The medical examiner came to that conclusion after examining the body of Christopher Harper Mercer, 26, who died following the mass shooting at Umpqua Community College in Roseburg on Thursday.
Officials also told journalists Saturday that they had found another gun owned by the shooter, bringing the number of weapons seized to 14.
Douglas County Sheriff John Hanlin said a “large and complex” investigation of the shootings was underway, with police interviewing hundreds of witnesses and neighbors and performing scientific tests on pieces of evidence.
Mercer left a hate-filled note at the scene of the shootings, which according to news reports said he “felt the world was against him.” He wrote that he was “in a bad way” and did not have a girlfriend, adding that he “had no life.”
Mercer also wrote in his multipage, typewritten message that he would be “welcomed in Hell and embraced by the devil.”
Prior to the discovery of the 14th weapon, federal investigators said Mercer's guns had been purchased legally and had been traced to the same firearms dealer.
Celinez Nunez of the federal Bureau of Alcohol, Tobacco, Firearms and Explosives told reporters Friday that some of the weapons had been purchased by the shooter.
Hanlin told reporters at the same Friday news conference that teams of investigators were working with the victims' families individually to give them personal attention.
Witnesses to the rampage said the shooter was targeting Christians.

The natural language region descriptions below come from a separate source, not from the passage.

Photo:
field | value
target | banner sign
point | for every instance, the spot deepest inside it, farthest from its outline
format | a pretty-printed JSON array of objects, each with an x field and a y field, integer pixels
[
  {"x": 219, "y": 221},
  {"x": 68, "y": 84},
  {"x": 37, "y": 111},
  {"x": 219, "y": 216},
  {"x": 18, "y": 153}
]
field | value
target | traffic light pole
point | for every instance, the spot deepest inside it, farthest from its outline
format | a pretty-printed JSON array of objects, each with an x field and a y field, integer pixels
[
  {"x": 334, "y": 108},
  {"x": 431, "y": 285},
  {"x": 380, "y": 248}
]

At least two witness accounts said the shooter asked his victims if they were Christian before he shot them.
Authorities also said the shooter wrote on a social media website about what he was planning to do.

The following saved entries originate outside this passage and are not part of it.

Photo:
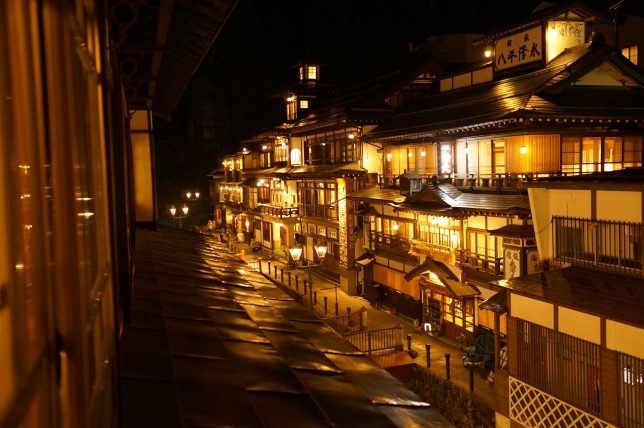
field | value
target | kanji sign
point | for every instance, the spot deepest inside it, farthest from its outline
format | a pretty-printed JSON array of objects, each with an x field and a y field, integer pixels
[{"x": 519, "y": 49}]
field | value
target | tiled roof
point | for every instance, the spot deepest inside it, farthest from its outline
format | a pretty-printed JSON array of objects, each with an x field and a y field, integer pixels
[
  {"x": 446, "y": 199},
  {"x": 378, "y": 195},
  {"x": 505, "y": 101}
]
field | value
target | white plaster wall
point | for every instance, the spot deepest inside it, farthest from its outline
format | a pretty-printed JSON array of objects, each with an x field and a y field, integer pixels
[
  {"x": 580, "y": 324},
  {"x": 476, "y": 222},
  {"x": 532, "y": 310},
  {"x": 619, "y": 206},
  {"x": 625, "y": 338},
  {"x": 570, "y": 203}
]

In an unusual step, Hanlin said he personally would not give the shooter undue publicity by using his name.
"I will not give him the credit he probably sought prior to this horrific and cowardly act," Hanlin said, while encouraging members of the media to avoid using, repeating or sensationalizing.
An angry President Barack Obama responded to the shooting Friday at a televised news conference when he encouraged Americans to become "single-issue voters” on gun control by electing officials who are committed to passing such legislation in Congress.
"The [National Rifle Association] doesn’t represent the majority of the American people, but they’re very effective. The American people are going to have to match their sense of urgency," Obama said.
He said the majority of Americans, including law-abiding gun owners, want tougher gun laws.
Hanlin called Thursday's incident a "huge shock" to the quiet rural county, where few residents are strangers.
About 3,000 students attend Umpqua Community College. Fifty-eight percent of them are female. Most of the students are 30 and older who go to the school part time to prepare to change careers.